Israel fears Sudan unrest could end prospects of peace treaty
Israel is using its relationships with the generals leading the Sudanese military and paramilitary Rapid Support Forces (RSF) group to urge them to immediately end the fighting that has left more than 270 people dead, three Israeli officials said.
Why it matters: Israel's normalization process with Sudan in the last three years and the relationships it built with both Army chief Gen. Abdel Fattah al-Burhan and RSF leader Gen. Mohamed Hamdan Dagalo, known as Hemedti, put it in a unique position to try to influence the two warring generals.
- Israel also has motivation.
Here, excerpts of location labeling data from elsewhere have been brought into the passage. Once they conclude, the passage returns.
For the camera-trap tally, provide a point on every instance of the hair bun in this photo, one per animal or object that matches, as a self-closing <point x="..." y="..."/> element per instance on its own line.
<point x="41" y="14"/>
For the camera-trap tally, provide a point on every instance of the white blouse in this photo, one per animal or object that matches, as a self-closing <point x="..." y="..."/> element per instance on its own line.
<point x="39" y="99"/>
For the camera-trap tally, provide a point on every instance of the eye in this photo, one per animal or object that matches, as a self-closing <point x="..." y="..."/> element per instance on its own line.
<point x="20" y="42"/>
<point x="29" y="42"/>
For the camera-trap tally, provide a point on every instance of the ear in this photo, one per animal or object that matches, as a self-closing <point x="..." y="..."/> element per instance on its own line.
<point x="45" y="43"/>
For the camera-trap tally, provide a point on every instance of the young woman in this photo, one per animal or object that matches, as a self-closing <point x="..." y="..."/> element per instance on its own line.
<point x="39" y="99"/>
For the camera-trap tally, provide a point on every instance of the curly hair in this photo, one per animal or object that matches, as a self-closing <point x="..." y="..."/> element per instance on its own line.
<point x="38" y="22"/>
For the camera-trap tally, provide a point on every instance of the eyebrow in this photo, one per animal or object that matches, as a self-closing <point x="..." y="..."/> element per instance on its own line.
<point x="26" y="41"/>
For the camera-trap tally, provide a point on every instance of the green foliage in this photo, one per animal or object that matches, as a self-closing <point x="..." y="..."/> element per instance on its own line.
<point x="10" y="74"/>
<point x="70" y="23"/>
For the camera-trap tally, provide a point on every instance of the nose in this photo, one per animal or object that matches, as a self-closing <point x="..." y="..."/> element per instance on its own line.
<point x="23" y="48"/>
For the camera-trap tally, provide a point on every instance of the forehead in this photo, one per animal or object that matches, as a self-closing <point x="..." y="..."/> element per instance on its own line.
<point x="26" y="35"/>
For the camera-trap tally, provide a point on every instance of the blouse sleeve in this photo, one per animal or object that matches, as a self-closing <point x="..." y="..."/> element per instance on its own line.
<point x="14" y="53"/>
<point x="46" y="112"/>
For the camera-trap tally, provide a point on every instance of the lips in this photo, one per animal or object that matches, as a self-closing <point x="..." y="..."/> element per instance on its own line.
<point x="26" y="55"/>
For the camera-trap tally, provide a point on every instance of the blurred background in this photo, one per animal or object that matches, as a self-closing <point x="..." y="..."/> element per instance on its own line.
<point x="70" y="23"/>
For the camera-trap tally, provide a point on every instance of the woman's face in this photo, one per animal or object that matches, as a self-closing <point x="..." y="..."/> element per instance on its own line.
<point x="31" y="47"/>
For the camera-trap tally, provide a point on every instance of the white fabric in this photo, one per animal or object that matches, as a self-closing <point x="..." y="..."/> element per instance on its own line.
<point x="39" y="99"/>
Israeli officials told me they are highly concerned that the current fighting will devastate the country, prevent the formation of a civilian government, and end any prospects for a peace agreement between Israel and Sudan.
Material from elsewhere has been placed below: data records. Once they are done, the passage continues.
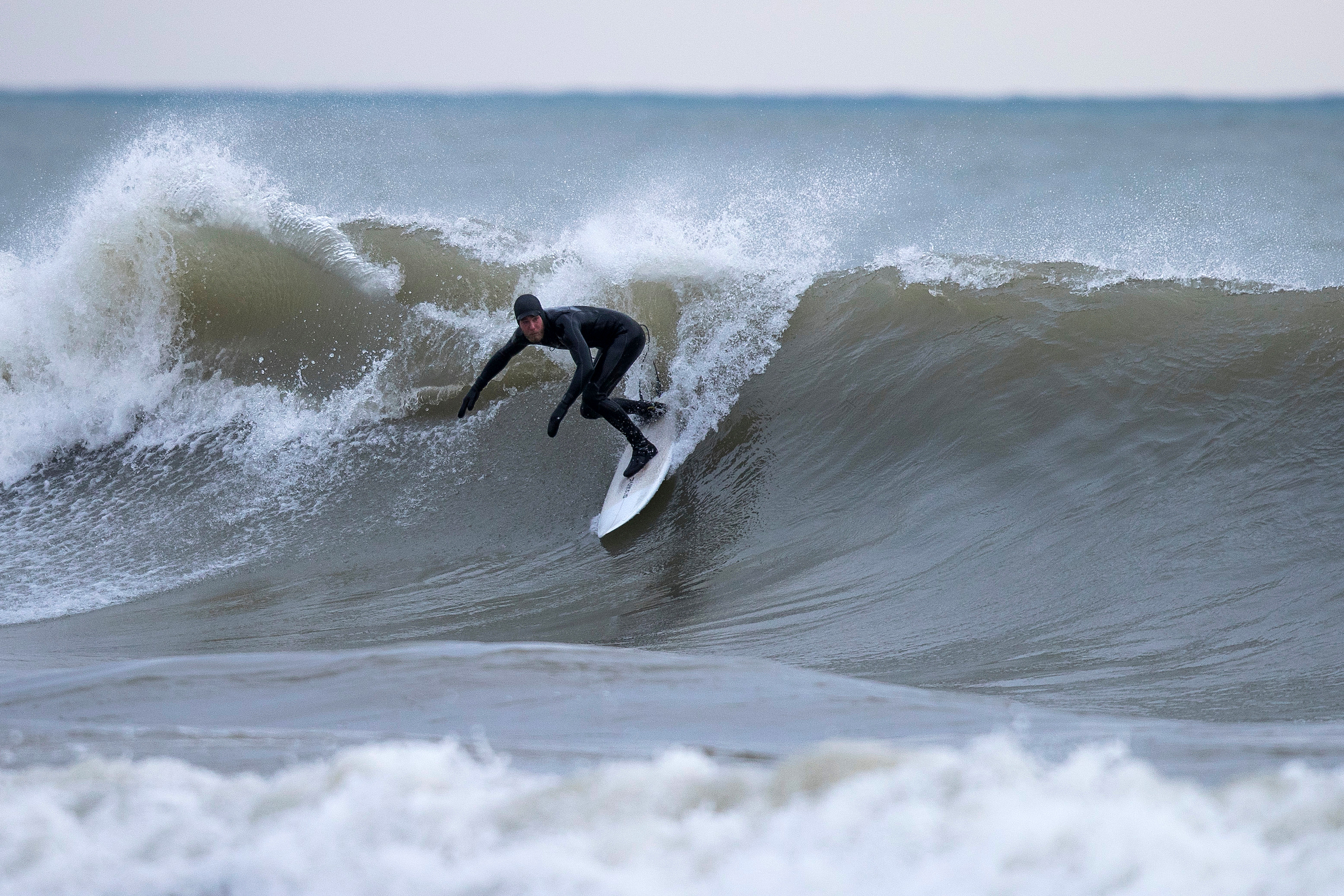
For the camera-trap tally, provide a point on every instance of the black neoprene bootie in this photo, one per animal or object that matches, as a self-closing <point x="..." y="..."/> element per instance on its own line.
<point x="642" y="453"/>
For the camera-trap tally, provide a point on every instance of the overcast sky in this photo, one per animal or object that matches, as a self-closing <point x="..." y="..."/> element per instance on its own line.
<point x="976" y="48"/>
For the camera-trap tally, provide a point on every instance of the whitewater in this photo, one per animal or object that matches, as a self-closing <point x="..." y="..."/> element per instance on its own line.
<point x="1000" y="551"/>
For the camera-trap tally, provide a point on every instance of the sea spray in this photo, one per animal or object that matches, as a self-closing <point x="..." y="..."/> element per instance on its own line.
<point x="844" y="817"/>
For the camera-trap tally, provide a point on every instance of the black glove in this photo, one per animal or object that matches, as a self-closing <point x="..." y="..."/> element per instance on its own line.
<point x="554" y="426"/>
<point x="469" y="402"/>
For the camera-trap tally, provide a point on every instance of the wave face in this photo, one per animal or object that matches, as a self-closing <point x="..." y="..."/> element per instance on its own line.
<point x="995" y="418"/>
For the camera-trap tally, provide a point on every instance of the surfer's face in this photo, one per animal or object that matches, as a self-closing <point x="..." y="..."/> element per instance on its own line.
<point x="533" y="327"/>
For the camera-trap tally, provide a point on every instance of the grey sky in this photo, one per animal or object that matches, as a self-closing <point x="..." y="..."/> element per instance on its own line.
<point x="1230" y="48"/>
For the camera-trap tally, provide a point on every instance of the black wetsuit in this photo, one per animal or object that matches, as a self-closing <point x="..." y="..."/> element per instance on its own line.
<point x="582" y="328"/>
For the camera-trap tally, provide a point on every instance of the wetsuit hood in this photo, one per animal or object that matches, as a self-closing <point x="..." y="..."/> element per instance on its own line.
<point x="526" y="305"/>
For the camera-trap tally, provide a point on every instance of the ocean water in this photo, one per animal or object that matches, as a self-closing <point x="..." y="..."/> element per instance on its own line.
<point x="1003" y="548"/>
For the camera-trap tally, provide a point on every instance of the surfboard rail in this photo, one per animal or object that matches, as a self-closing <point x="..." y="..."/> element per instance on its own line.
<point x="626" y="497"/>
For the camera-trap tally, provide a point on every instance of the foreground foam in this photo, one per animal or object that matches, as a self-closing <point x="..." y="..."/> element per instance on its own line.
<point x="846" y="817"/>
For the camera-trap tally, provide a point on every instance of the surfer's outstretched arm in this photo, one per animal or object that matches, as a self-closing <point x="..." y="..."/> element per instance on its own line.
<point x="573" y="338"/>
<point x="499" y="361"/>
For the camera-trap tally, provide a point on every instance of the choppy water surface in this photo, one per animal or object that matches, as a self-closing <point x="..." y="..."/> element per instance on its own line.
<point x="1002" y="548"/>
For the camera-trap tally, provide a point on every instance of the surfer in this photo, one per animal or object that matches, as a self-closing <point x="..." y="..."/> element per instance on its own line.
<point x="581" y="328"/>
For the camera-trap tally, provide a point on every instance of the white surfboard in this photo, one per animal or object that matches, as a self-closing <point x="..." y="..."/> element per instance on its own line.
<point x="628" y="496"/>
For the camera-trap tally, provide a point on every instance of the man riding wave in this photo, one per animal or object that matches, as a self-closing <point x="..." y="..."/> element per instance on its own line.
<point x="580" y="328"/>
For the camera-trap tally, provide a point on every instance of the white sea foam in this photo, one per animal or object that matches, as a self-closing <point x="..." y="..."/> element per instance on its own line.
<point x="920" y="267"/>
<point x="737" y="281"/>
<point x="91" y="342"/>
<point x="843" y="819"/>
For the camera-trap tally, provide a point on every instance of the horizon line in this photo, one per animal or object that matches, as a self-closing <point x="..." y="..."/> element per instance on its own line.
<point x="855" y="96"/>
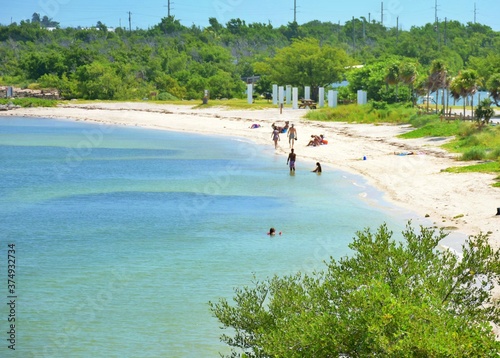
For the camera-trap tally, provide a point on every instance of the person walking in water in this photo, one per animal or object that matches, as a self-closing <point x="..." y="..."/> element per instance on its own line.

Catch up quick: Sudan was part of the Trump-brokered Abraham Accords between Israel and several Arab countries in 2020.
- But the military takeover of Sudan a year later led to the suspension of U.S. aid and the freezing of the normalization process between Israel and Sudan.
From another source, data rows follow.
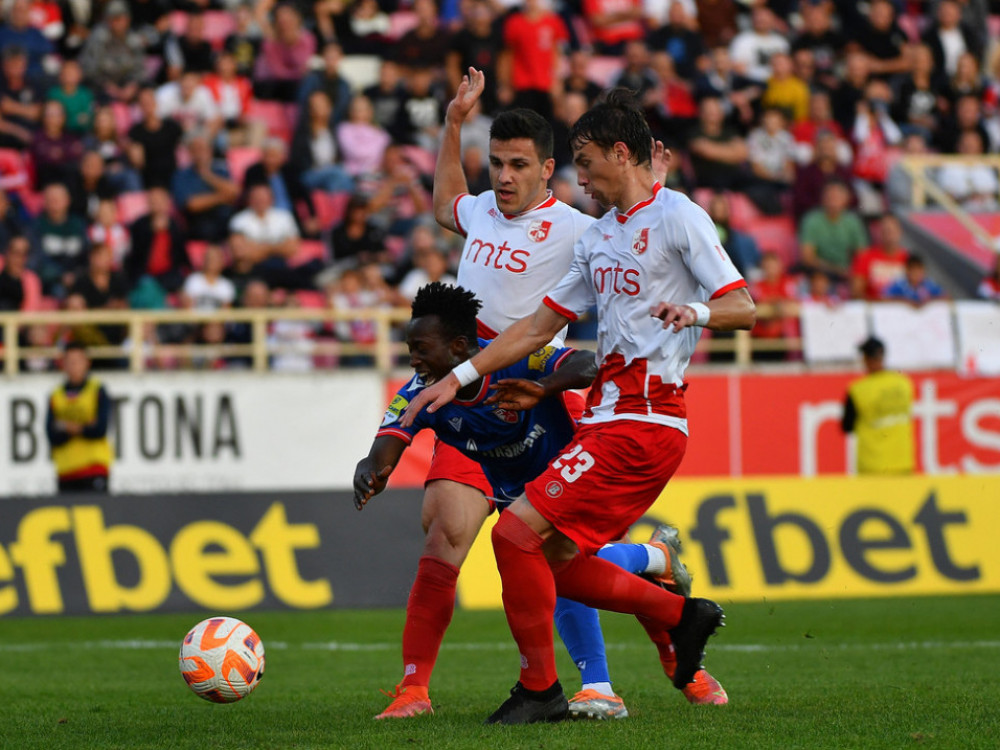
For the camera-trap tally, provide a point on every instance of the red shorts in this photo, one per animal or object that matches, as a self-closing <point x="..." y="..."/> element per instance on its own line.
<point x="450" y="463"/>
<point x="606" y="479"/>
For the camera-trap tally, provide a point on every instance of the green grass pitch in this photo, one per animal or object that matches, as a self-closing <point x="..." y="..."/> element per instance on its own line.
<point x="886" y="673"/>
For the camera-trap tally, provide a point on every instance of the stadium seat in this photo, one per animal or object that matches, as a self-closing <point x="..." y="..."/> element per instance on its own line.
<point x="308" y="250"/>
<point x="131" y="206"/>
<point x="239" y="159"/>
<point x="330" y="207"/>
<point x="196" y="253"/>
<point x="777" y="234"/>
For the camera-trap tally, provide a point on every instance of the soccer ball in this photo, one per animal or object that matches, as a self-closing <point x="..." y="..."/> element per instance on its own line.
<point x="222" y="659"/>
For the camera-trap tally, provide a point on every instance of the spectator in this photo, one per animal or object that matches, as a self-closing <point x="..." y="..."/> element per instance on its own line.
<point x="874" y="269"/>
<point x="159" y="250"/>
<point x="356" y="240"/>
<point x="153" y="142"/>
<point x="77" y="99"/>
<point x="20" y="100"/>
<point x="430" y="263"/>
<point x="915" y="286"/>
<point x="807" y="190"/>
<point x="189" y="52"/>
<point x="204" y="191"/>
<point x="329" y="80"/>
<point x="820" y="119"/>
<point x="232" y="93"/>
<point x="284" y="55"/>
<point x="771" y="150"/>
<point x="785" y="90"/>
<point x="882" y="41"/>
<point x="425" y="45"/>
<point x="613" y="24"/>
<point x="819" y="37"/>
<point x="243" y="43"/>
<point x="974" y="186"/>
<point x="680" y="39"/>
<point x="20" y="288"/>
<point x="90" y="186"/>
<point x="718" y="153"/>
<point x="829" y="236"/>
<point x="739" y="246"/>
<point x="948" y="39"/>
<point x="737" y="92"/>
<point x="287" y="191"/>
<point x="19" y="33"/>
<point x="751" y="50"/>
<point x="478" y="43"/>
<point x="61" y="242"/>
<point x="533" y="37"/>
<point x="76" y="425"/>
<point x="108" y="231"/>
<point x="114" y="58"/>
<point x="989" y="287"/>
<point x="315" y="153"/>
<point x="55" y="153"/>
<point x="775" y="293"/>
<point x="920" y="101"/>
<point x="189" y="103"/>
<point x="879" y="408"/>
<point x="208" y="289"/>
<point x="362" y="141"/>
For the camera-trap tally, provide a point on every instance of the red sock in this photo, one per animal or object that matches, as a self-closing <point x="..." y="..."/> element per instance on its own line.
<point x="529" y="598"/>
<point x="598" y="583"/>
<point x="428" y="614"/>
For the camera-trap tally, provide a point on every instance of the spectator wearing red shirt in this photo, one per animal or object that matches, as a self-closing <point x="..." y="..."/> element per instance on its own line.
<point x="534" y="37"/>
<point x="874" y="269"/>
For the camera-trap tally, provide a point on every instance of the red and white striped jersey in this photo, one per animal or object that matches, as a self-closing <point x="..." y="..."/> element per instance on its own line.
<point x="664" y="249"/>
<point x="511" y="262"/>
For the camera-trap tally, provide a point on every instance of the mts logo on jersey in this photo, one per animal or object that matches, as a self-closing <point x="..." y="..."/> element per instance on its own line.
<point x="539" y="230"/>
<point x="497" y="256"/>
<point x="616" y="280"/>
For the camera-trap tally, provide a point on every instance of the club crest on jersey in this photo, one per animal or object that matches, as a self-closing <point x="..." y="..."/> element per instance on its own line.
<point x="640" y="241"/>
<point x="510" y="417"/>
<point x="538" y="230"/>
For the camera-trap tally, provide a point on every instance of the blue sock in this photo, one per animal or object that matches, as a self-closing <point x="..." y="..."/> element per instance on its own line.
<point x="580" y="629"/>
<point x="631" y="557"/>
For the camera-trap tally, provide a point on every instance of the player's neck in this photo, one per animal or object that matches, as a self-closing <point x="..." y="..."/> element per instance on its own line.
<point x="639" y="185"/>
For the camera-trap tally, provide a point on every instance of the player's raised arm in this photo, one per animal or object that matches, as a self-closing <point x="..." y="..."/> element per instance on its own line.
<point x="516" y="342"/>
<point x="731" y="311"/>
<point x="449" y="178"/>
<point x="372" y="472"/>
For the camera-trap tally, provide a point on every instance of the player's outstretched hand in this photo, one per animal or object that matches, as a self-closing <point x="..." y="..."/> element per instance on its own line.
<point x="368" y="482"/>
<point x="516" y="394"/>
<point x="469" y="91"/>
<point x="676" y="316"/>
<point x="433" y="398"/>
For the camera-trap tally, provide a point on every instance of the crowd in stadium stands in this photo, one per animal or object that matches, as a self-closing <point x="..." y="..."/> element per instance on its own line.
<point x="217" y="153"/>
Behind the scenes: The Israeli Foreign Ministry in recent years has been engaging with al-Burhan on the normalization process, and the Mossad intelligence agency has been engaging with Hemedti on security and counterterrorism issues, Israeli officials said.
- Before the fighting began, Israeli officials said they were closely following the talks in Sudan about the framework agreement that was supposed to lead to the appointment of a civilian-led government.
- When Israeli Foreign Minister Eli Cohen visited Khartoum in February, he urged al-Burhan to move forward with giving power back to a civilian government and made it clear that it will be difficult to reach a peace treaty without it.
A senior Israeli official said that last week the Israeli government was sure that an agreement on appointing a civilian government was coming in days, if not hours, and was frustrated when the deal fell apart and the fighting began over the weekend.
- Israeli officials said that the White House and State Department on Sunday urged Israel to help in pressing the two warring generals to agree to a cease-fire. Israeli Foreign Ministry officials spoke to al-Burhan’s side, while officials from Mossad spoke to the Hemedti side and urged both to de-escalate.
What they are saying: "We are following with concern the events in Sudan. Israel wants stability and security for Sudan," an Israeli Foreign Ministry spokesperson said.
- "Israel calls on all parties to refrain from violence and to return to the path of internal reconciliation, in order to conclude the process of governmental transition with a large consensus."
The big picture: Israel is just one of several countries that have interests in Sudan and have been involved in the political situation in the northeast African country African country, including in the current crisis.
- Saudi Arabia, the United Arab Emirates and Egypt are deeply involved in Sudan. Hemedti accused Egypt of colluding with al-Burhan and sending fighter jets and soldiers to help the Sudanese military. Egypt denied the allegations and said its forces were in Sudan for a joint military exercise.
- Saudi Arabia and the UAE have been a destination for many Sudanese political leaders in recent years. Both countries are also part of the “Quad for Sudan” group, which includes the U.S. and U.K. as well.
- Other countries and international organizations, including Norway, the UN and the African Union are also involved in the situation in Sudan.
- Russia also has interests in Sudan. According to several reports, the Wagner mercenary group is involved in gold mines in the country. A day before the Russian invasion of Ukraine, Hemedti visited Moscow and met Russian officials.
What to watch: The Israeli official decision was not to take sides in the crisis and not get involved in any mediation efforts other than urging a cease-fire, the three Israeli officials said.
- But the officials added that they think the best way to stop the fighting is for the African Union and several of Sudan’s neighbors to urgently send a delegation to Khartoum and start diplomatic talks and give guarantees to both sides that will convince them to stop fighting.
Editor's note: This story has been corrected to reflect Sudan is in northeastern Africa (not West Africa).